En ce vendredi après- midi la section est en ébullition, la chambre est une ruche bourdonnante : les classes sont terminées, Les apprentis rangent leurs sacs, endossent leur tenue de sortie pour une "permission de week-end" à l'issue de laquelle chacun regagnera son école de spécialité pour préparer un B.E.(Brevet Elémentaire).
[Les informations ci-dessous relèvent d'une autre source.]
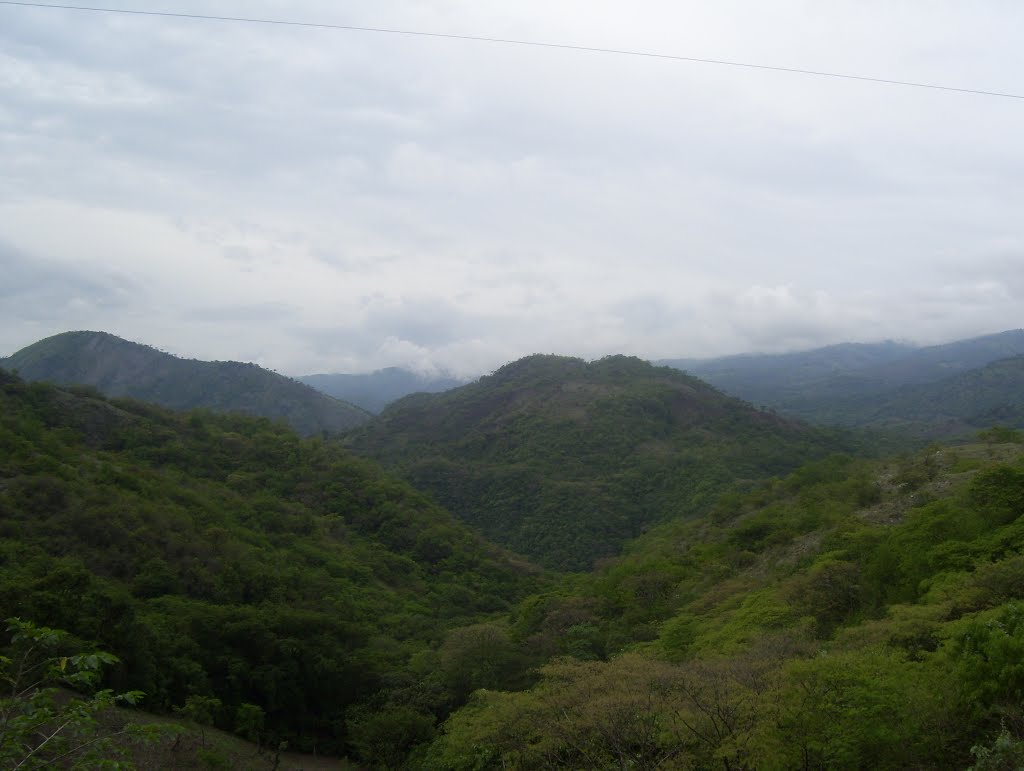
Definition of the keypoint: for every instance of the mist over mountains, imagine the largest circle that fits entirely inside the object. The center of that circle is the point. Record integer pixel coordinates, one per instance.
(531, 569)
(120, 368)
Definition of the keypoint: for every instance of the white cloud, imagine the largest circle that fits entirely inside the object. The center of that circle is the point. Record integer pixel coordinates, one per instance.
(320, 200)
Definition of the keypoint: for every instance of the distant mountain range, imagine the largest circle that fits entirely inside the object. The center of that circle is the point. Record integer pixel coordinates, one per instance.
(120, 368)
(375, 390)
(932, 391)
(563, 461)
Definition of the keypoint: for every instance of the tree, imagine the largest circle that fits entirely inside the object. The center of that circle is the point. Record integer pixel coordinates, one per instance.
(39, 726)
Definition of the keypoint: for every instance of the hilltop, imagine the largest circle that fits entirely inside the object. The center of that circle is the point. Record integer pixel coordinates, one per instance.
(223, 557)
(120, 368)
(563, 461)
(853, 614)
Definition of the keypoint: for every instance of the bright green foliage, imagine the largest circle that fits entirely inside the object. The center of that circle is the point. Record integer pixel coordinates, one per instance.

Cet instant n'est pas encore venu pour moi, je change juste de bâtiment au sein du CFM. Les apprentis qui comme moi ont choisi une spécialité labélisée "de haute technicité" (d’après les critères de la marine)font eux aussi un court déménagement pour intégrer le C.P.E.R.
Dès le branlebas de ce lundi matin et le départ pour la cérémonie des couleurs, je comprends que l’appellation « Cours Préparatoire Electricité Radio » n’est qu’un leurre et j'intégre la singularité disciplinaire de cette section : un mois durant je vais multiplier le saccotage car nos sakos n'ont qu'un seul but: le C.P.E.R. doit gagnerer "le Challenge", au terme d'une journée de compétitions sportives qui opposent les différentes sections d'apprentis du CFM !
Les cours de maths et d’électricité sont d’un petit niveau de seconde si bien que n’étant pas un scientifique, je m'en tire plus qu’honorablement...et, mis à part l’aviron que je continue à haïr, le régime sportif et spartiate du C.P.E.R. ne me pèse nullement maintenant que j'ai assimilé le fait que c'est de cette manière que la Marine me fait payer mes "je voudrais bien comprendre pourquoi ...!"
C’est ainsi que du haut de mon mètre soixante et onze, fort de mes 65 kilos tout mouillés et des deux mois passés ici je pars en permission de débarquement sans un regard en arrière... Destination, la Bresse où je suis fier de retourner...en uniforme de "mataf", celui qui fait fantasmer des générations de midinettes. . Nous sommes le vendredi 10 mars 1967. Le 15 mars de cette même année, ma première escale sera une ile, mon embarquement, (19) l’école des détecteurs.